The energy fields are bhudhar or energy to begin a work, aryama the expertise to build networks, vivasvan the energy to obtain success and mitra the energy for motivation. Eight more energies emerge from these four and they are rudra, rajyaksma, apa, apavatsa and others. Fig 1 illustrates a mandala with the 45 gods and the functions for the room such as kitchen, living room and so on.
Figure 1. Mandala and Energy, functional spaces
It is possible that a small residence, office would have just a few rooms, with kitchen, toilets, staircase already built and they cannot be shifted. However, other spaces can be adjusted and combined and yantras placed to make the house vastu compliant.
Since earth is inclined at 23.5 degrees from the ecliptic, the first sun rays fall on the north east, and the same for setting sun. Therefore, the kitchen should be in the middle of the light zone and receive natural light throughout the day. Water in the north or north east is purified since early rays have infrared rays. During the day, the coolest location is in the north direction. Hence, cowsheds and grain storage should be in the northwest while treasury is in the north. In ancient times, toilets were placed at a distance from the house. Ideal spatial arrangement of rooms are entrance – east, kitchen – southeast, bedroom – south, master bedroom – southwest, dining room – west, cattle – northeast, treasury, stores – north, mediation – northeast, central room – centre.
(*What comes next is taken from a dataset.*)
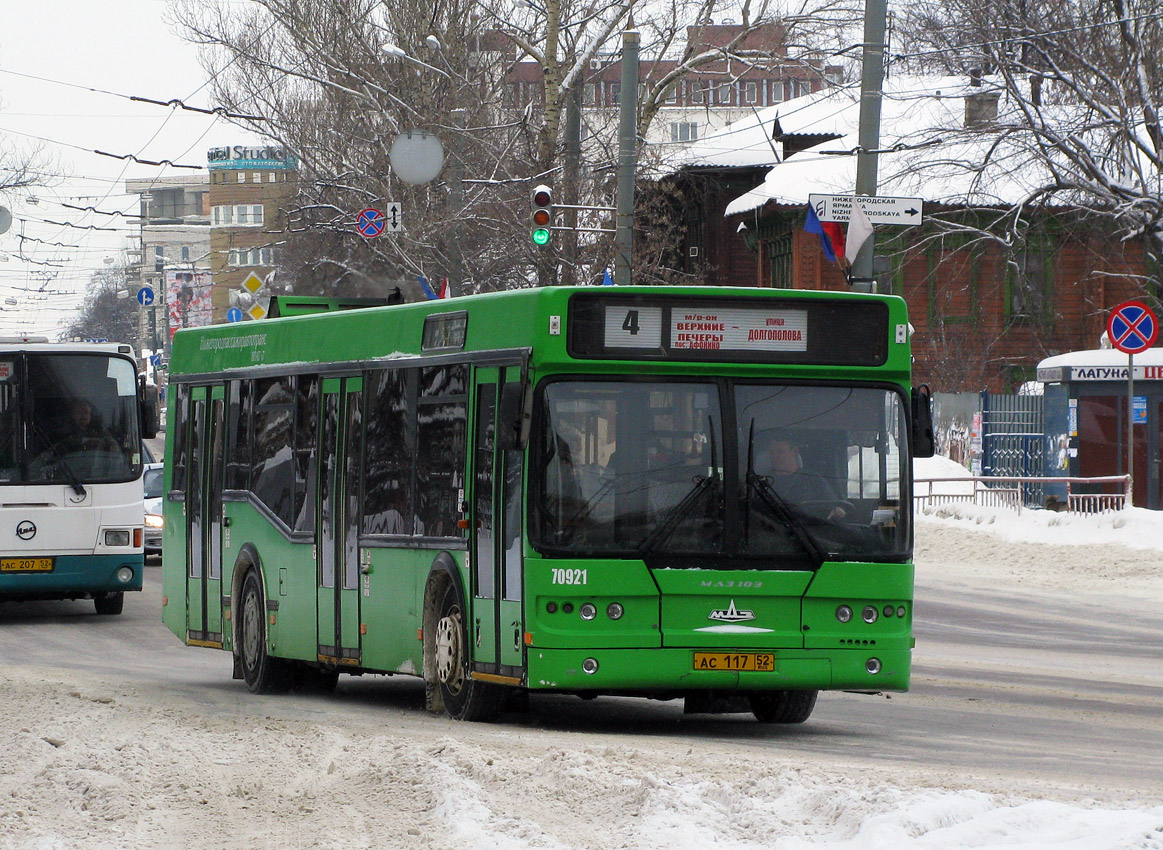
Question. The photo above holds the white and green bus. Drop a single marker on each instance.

Earth’s magnetic field protects people’s lives. Force lines of the magnetic field travel from the north magnetic pole to the south magnetic pole. North is the purifying direction while the south has energy giving properties. Cosmic energy is maximum in the northeast direction and grows weaker in the southwest. Hence, the northeast section of the building must be lighter to obtain the benefits of magnetic poles.
Cosmic energy from the heavenly bodies and the natural energy grid for earth is a web that links to forces of heat, sound, matter, electricity and magnetism. Energy pathways flow from northeast to southwest and from southeast to northwest at a distance of 3.5m. The bio electromagnetic grid has several intersecting lines that have positive and negative effects on the body. Sleeping on negative points can increase inflammatory diseases, while sleeping on positively charged points can cause deadly diseases. Hence, one should sleep within these grids. Modern day Hartman lines with spacing of 2.5 m help in bone formation and in removing many diseases.
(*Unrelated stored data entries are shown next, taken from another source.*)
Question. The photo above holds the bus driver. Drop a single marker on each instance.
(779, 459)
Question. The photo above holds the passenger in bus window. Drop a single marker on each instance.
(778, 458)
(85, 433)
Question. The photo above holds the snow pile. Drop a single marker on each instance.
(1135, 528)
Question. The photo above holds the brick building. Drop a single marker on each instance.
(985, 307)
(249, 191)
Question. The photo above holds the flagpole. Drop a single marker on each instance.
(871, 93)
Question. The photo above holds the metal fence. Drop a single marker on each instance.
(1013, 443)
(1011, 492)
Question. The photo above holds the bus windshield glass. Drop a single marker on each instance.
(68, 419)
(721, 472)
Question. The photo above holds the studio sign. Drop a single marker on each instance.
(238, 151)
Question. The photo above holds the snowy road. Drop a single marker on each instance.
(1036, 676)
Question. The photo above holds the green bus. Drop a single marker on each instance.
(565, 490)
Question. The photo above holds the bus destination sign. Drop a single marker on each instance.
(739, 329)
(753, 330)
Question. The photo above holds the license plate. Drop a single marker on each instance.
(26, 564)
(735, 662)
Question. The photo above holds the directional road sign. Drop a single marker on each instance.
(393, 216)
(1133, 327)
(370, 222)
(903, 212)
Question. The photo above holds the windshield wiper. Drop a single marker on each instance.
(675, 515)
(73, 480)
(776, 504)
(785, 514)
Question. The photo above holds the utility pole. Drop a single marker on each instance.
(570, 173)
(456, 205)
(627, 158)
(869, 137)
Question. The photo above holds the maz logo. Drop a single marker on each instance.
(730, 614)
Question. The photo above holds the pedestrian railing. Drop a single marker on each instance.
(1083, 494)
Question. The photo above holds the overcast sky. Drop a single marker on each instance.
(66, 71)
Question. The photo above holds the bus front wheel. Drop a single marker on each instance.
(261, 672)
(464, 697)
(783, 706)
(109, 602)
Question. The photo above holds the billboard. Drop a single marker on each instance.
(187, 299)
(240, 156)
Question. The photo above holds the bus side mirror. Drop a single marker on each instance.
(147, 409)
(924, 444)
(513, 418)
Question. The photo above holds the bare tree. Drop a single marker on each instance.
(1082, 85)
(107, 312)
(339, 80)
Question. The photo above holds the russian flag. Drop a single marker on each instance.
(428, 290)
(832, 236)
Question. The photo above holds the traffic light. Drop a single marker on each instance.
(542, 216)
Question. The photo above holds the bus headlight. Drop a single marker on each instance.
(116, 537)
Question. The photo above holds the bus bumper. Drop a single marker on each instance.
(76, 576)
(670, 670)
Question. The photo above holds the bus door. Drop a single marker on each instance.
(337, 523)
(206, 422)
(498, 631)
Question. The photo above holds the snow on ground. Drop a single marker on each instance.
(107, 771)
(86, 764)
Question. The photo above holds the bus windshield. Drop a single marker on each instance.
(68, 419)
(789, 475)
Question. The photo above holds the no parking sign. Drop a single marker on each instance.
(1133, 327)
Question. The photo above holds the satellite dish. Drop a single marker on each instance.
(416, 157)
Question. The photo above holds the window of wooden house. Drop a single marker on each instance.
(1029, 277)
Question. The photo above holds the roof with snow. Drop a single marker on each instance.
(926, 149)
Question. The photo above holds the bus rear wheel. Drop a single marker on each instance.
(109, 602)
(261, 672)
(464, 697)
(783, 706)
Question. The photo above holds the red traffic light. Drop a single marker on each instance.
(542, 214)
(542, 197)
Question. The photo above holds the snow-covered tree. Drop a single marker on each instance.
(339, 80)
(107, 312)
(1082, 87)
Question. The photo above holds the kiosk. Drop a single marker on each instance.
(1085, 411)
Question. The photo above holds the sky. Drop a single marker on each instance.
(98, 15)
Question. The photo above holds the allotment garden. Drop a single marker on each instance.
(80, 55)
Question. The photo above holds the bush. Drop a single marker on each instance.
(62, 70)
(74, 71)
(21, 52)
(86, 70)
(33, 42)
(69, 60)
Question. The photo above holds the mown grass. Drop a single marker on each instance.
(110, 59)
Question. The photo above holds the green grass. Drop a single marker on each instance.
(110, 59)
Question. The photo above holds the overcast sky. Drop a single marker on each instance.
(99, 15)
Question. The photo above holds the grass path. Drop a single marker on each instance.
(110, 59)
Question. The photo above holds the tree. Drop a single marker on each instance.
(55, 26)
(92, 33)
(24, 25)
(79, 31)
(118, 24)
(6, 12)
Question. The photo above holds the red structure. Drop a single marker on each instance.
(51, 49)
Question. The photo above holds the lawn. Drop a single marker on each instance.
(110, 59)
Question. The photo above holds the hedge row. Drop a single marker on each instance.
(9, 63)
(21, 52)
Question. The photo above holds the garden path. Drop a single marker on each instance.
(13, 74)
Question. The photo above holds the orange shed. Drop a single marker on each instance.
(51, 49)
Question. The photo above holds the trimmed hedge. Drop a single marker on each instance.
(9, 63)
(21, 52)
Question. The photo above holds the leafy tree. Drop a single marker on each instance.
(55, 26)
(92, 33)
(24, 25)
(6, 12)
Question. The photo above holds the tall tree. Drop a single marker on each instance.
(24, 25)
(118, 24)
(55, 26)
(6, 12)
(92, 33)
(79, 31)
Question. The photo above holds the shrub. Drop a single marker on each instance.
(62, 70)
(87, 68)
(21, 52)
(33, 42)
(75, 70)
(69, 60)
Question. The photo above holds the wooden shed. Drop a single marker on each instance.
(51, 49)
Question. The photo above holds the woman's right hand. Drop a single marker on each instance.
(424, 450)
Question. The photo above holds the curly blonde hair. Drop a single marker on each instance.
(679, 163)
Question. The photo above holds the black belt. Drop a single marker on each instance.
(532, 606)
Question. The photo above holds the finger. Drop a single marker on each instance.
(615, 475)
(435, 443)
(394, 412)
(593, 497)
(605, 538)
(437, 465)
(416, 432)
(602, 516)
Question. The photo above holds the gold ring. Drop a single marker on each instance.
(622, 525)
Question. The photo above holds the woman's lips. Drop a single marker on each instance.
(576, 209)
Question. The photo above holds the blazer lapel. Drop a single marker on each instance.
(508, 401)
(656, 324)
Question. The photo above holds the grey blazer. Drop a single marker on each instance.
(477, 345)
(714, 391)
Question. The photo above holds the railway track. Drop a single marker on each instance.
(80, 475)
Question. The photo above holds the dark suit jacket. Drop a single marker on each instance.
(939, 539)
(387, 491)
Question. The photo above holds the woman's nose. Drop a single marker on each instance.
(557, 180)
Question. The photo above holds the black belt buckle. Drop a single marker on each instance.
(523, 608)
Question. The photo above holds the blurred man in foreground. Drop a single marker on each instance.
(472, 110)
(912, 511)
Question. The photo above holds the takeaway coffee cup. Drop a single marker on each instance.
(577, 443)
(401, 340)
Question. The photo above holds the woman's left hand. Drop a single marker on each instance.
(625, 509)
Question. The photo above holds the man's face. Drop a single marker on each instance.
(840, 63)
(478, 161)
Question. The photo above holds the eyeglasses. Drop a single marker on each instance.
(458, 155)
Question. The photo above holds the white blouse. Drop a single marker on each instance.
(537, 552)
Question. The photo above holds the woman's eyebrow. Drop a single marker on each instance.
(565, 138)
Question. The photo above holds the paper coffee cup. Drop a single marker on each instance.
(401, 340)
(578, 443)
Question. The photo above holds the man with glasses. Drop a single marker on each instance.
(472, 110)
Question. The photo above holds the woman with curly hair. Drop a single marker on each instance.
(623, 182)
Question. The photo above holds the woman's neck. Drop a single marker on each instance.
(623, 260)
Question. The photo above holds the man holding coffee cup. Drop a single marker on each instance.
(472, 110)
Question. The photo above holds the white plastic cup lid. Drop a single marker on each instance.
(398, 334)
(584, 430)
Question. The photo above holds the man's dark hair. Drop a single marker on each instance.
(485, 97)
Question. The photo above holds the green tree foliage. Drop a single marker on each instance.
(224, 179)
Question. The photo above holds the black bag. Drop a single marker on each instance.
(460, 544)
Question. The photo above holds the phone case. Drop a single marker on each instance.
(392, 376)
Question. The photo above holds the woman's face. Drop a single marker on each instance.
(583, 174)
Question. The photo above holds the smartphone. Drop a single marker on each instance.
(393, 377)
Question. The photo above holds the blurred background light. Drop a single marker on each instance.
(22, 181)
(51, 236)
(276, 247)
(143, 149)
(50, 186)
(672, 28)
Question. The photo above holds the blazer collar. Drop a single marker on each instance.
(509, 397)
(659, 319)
Yantra represents the elements and symbols of vastu shastra. It protects spaces that are not designed as per the mandalas shown in Fig 1. The yantra is made of triangles, hexagrams, lotus, circles, images drawn on paper, parchment, cloth, metal, on the floor, carved in stone, tattooed, or worn as a talisman. It represents a specific god and is used for protection against negative forces, for meditation, to develop specific powers, to gain wealth and success, etc.
Vastu Yantra is pyramid shaped and removes negative energy while balancing the five elements. Durga Bisa Yantra removes obstacles and should be placed on a platform or hung in the north, north east direction, Vyapar Vriddhi Yantra brings riches for business and should be placed in the east or north east, and so on.
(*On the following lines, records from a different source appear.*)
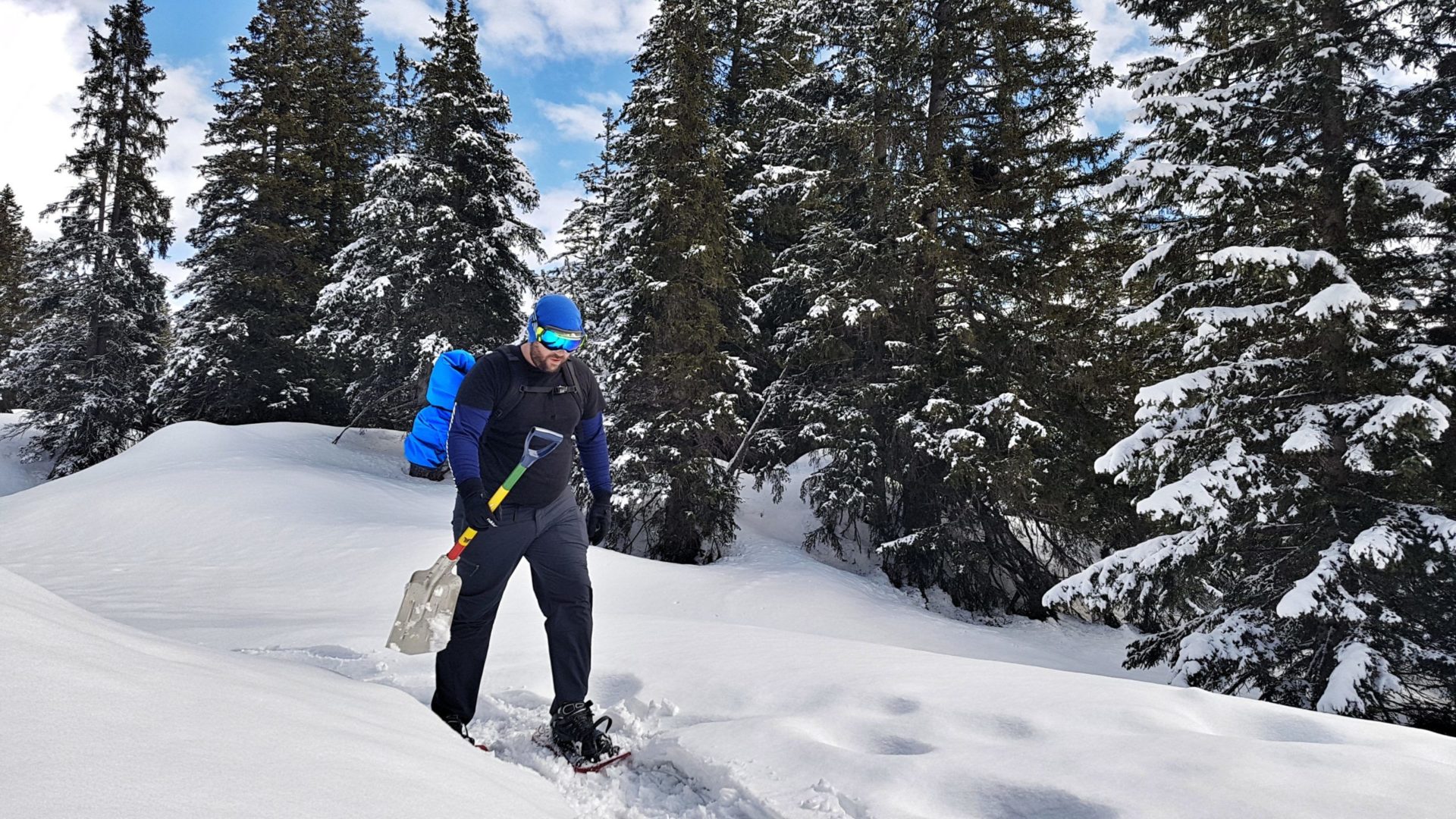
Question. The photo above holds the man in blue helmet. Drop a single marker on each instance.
(509, 392)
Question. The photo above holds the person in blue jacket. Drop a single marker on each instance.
(510, 391)
(425, 444)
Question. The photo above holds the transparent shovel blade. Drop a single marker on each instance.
(422, 623)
Fig 2 shows the Bhut Pishacha Dakini yantra is used for exorcism, for protection against spells, and to remove demonic forces. It should be placed in a metal locket and worn around the neck after following all rituals. The Sanskrit numbers indicate the various names or avatars of Goddess Durga Mata.
Figure 2. Bhut Pishacha Dakini yantra
To conclude, the article briefly discussed the importance of vastu shastra applied to building homes. Previously built homes can be made vastu compliant by changing the use of the rooms, and by using yantras. The science was developed in ancient India many thousands of years ago and the principles still hold true.